Love and Rockets Bonanza collects short Love and Rockets miscellanea from, approximately, 1985 to 1988. The first issue of 1985 was #10, the last issue of 1988 was #28. All these little stories–the longest ones are six, some are just single pagers–appeared in other Love and Rockets publications, like the collections or in the color Mechanics series or Fantagraphics’s Anything Goes anthology. There’s even a Los Bros story from “The Village Voice.”
What’s so interesting about the stories in the collection is what Beto and Jaime were developing outside the regular series. Like Pipo getting dropped on her head on delivery and it haunting her. Or Pipo hanging out with the boys until she started wearing dresses. Or Chelo’s back story. None of this Palomar stuff made it into the series proper–well, maybe some hints about Pipo hanging out with the boys, but nothing to this level. Instead, it showed up in the collections–in Pipo’s case, starting with the first one. Pipo, who disappeared from the series proper, had a whole character development thing going (as a kid, anyway) and it never bled through to the main series.
Similarly, Daffy is much more of a supporting cast member in some of Jaime’s extra Locas pages than she ever was in the main series. Especially in the time frame of these stories–it’s all “Mechanics”-era stuff. There’s even a story, from Anything Goes, so not a Love and Rockets collection (yet… it subsequently got collected), where there’s actual closure with Rand Race. At the time Jaime did the story for Anything Goes, Hopey and Maggie were about to be separated–or already had been–Bonanza’s March 1989 release was a flashback to a much different Love and Rockets than where Jaime and Beto had ended up in the main series at that point.
Though there were some definite hints of things to come. While most of the new elements are on their own–like Pipo’s head, Daffy’s continued presence, some actual sibling bonding for Hopey and Joey–there’s also Beto foreshadowing Ofelia’s tragic story. It’s in a story about Guadalupe’s interest in astronomy, which may or may not have the giant book from Human Diastrophism (more like does), from Anything Goes in May 1987. Beto didn’t get around to fully revealing it in the main series until #30, over two years later.
There’s also some interesting standalone stuff, like Beto and Jaime collaborating on the “Village Voice” piece. They both wrote, Jaime pencilled. It feels very much like one of Beto’s first person punk historicals, which he stopped doing in the main series ages before March 1989 when Bonanza dropped. Jaime’s got a A Date With Hopey, about some doofus who–according to him–was “this close” to dating Hopey.

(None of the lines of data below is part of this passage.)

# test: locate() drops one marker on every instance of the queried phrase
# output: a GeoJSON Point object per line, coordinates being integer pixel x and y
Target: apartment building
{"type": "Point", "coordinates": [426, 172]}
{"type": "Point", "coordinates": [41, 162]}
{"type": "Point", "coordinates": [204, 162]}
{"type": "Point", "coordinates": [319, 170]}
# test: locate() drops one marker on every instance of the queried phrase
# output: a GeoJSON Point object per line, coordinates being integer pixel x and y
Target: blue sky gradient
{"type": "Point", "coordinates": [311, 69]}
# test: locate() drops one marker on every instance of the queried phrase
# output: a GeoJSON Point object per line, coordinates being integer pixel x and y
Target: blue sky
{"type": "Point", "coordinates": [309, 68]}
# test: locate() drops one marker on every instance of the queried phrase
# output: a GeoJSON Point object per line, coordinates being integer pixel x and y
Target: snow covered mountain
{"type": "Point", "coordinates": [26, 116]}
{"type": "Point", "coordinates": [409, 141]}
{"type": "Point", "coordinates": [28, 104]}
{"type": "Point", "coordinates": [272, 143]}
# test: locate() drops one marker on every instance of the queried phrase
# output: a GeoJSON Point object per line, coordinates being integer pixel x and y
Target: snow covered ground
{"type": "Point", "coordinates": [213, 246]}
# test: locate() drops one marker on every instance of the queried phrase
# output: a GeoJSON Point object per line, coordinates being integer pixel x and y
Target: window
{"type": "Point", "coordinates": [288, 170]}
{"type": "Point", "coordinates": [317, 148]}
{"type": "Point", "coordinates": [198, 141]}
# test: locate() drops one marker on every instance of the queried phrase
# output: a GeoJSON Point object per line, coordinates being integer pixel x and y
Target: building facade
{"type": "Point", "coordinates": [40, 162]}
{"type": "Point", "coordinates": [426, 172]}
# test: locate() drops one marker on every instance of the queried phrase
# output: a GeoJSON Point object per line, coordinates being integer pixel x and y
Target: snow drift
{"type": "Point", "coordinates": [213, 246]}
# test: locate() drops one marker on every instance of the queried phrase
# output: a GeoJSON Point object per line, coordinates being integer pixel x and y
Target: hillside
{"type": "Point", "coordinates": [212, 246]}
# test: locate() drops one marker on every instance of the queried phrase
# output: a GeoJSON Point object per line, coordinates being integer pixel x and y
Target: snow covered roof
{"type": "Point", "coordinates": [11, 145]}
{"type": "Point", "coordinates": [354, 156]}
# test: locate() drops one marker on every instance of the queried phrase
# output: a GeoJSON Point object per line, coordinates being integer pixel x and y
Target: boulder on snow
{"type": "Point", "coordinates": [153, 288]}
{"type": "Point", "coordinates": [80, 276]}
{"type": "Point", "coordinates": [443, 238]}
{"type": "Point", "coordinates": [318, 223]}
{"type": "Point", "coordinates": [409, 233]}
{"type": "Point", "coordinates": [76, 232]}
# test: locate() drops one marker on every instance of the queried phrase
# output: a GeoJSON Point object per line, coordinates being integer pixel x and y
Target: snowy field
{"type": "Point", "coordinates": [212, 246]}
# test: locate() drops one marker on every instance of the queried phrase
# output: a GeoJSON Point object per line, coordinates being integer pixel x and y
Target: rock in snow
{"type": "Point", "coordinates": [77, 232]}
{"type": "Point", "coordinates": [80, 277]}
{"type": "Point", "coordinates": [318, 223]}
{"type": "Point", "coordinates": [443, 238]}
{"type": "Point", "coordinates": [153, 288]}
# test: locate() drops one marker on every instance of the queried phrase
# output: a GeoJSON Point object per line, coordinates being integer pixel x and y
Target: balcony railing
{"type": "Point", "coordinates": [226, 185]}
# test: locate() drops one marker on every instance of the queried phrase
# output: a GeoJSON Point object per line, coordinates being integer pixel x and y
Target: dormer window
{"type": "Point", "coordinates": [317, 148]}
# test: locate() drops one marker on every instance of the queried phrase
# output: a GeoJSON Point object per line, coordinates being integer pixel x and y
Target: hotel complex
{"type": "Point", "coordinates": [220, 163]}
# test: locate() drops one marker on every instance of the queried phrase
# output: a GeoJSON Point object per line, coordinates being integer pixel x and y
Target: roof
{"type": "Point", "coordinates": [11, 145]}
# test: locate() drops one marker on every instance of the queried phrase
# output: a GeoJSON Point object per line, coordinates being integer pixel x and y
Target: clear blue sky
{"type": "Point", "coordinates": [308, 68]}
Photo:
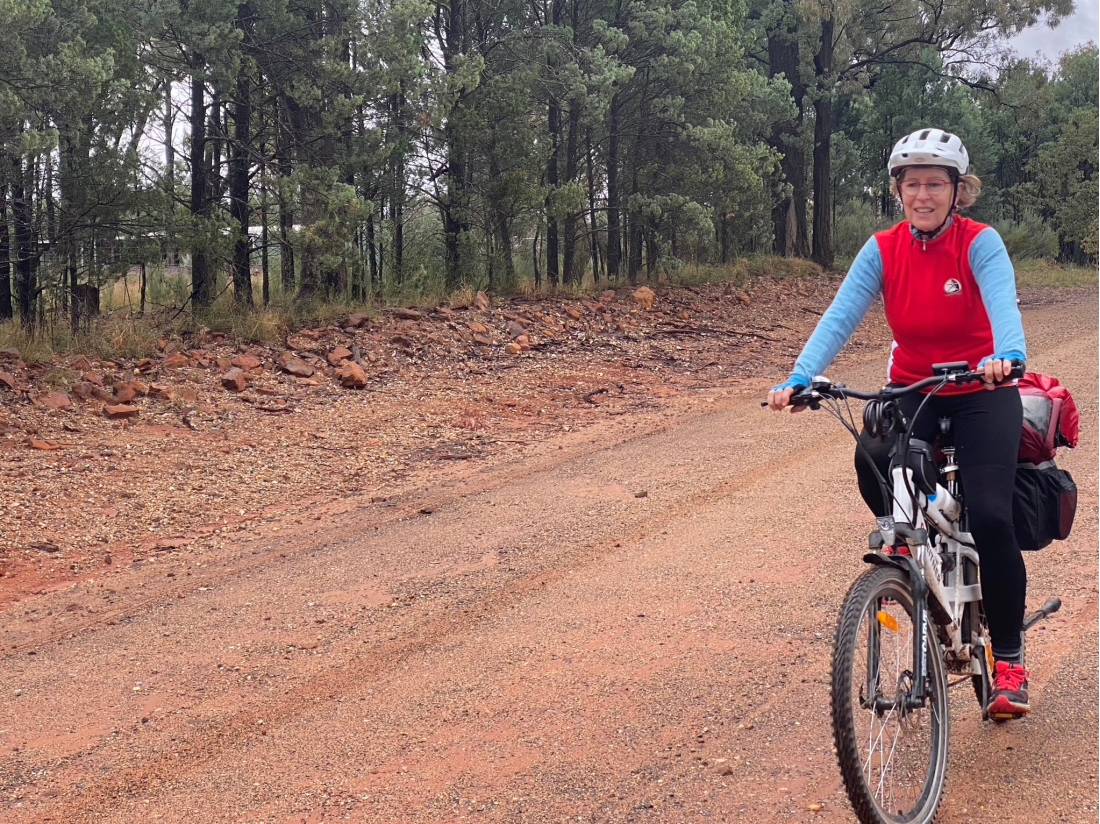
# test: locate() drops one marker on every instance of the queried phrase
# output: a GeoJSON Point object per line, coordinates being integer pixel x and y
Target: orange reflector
{"type": "Point", "coordinates": [889, 622]}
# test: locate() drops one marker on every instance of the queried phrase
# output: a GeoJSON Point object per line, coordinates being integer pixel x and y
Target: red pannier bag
{"type": "Point", "coordinates": [1045, 500]}
{"type": "Point", "coordinates": [1051, 418]}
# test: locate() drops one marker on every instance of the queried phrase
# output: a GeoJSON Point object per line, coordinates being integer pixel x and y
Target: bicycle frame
{"type": "Point", "coordinates": [935, 567]}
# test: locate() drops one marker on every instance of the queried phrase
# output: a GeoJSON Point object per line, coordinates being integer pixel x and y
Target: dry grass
{"type": "Point", "coordinates": [1054, 275]}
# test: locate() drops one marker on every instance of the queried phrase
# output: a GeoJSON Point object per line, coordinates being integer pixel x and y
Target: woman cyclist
{"type": "Point", "coordinates": [949, 294]}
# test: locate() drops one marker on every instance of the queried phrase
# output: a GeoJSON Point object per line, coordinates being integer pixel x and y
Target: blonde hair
{"type": "Point", "coordinates": [969, 189]}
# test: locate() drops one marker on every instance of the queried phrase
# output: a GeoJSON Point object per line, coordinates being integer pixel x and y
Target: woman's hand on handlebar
{"type": "Point", "coordinates": [779, 398]}
{"type": "Point", "coordinates": [998, 371]}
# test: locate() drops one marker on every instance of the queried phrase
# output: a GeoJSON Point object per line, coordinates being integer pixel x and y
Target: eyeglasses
{"type": "Point", "coordinates": [933, 187]}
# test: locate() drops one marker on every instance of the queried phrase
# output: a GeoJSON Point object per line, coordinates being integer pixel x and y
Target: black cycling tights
{"type": "Point", "coordinates": [986, 427]}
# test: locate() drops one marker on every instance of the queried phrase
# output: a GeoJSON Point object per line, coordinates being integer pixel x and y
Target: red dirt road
{"type": "Point", "coordinates": [535, 640]}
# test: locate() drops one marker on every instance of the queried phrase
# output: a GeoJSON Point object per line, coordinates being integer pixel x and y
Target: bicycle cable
{"type": "Point", "coordinates": [833, 406]}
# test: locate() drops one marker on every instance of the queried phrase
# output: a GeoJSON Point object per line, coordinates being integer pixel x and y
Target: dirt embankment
{"type": "Point", "coordinates": [592, 580]}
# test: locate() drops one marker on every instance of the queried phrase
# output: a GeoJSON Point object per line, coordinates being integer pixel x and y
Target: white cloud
{"type": "Point", "coordinates": [1079, 28]}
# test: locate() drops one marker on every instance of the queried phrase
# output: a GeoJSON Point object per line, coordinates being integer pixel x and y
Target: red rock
{"type": "Point", "coordinates": [352, 375]}
{"type": "Point", "coordinates": [245, 362]}
{"type": "Point", "coordinates": [121, 410]}
{"type": "Point", "coordinates": [234, 380]}
{"type": "Point", "coordinates": [55, 400]}
{"type": "Point", "coordinates": [338, 355]}
{"type": "Point", "coordinates": [294, 365]}
{"type": "Point", "coordinates": [124, 393]}
{"type": "Point", "coordinates": [39, 443]}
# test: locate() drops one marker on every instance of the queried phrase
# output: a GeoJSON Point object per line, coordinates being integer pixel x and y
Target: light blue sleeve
{"type": "Point", "coordinates": [859, 289]}
{"type": "Point", "coordinates": [997, 281]}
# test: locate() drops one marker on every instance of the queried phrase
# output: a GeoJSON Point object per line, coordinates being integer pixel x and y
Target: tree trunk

It’s all from his perspective, Hopey and Maggie are background, and the whole thing reads like Jaime’s trying to ape Beto’s first person style. Very, very, very interesting stuff in the creative timeline.
It’s a solid collection of stuff; Beto’s Palomar stories are the best, just because Jaime’s not trying too hard with the Locas material. It’s for fun. He’s got some great art–Maggie reading the comic book adventures of her time with Rand Race, for example, has some gorgeous science hero-ish art from Jaime; material from a September 1988 collection, years after Jaime had stopped doing “Mechanics.”
There’s some stuff with Penny telling Hopey about Costigan, so set in the early days, during a story covering Maggie’s first day as Race’s assistant. Very cute story. Jaime goes for laughs and smiles, Beto goes for laughs and smiles but with some depth.
A lot of Beto’s art is much cleaner in these little stories, less hurried, like he was trying to be impressive for the collections.
Bonanza has been collected again elsewhere, but like I said, it’s a interesting bit of creative development stuff–what the Brothers didn’t work on in the main book, but worked on to support the main book when it got collected.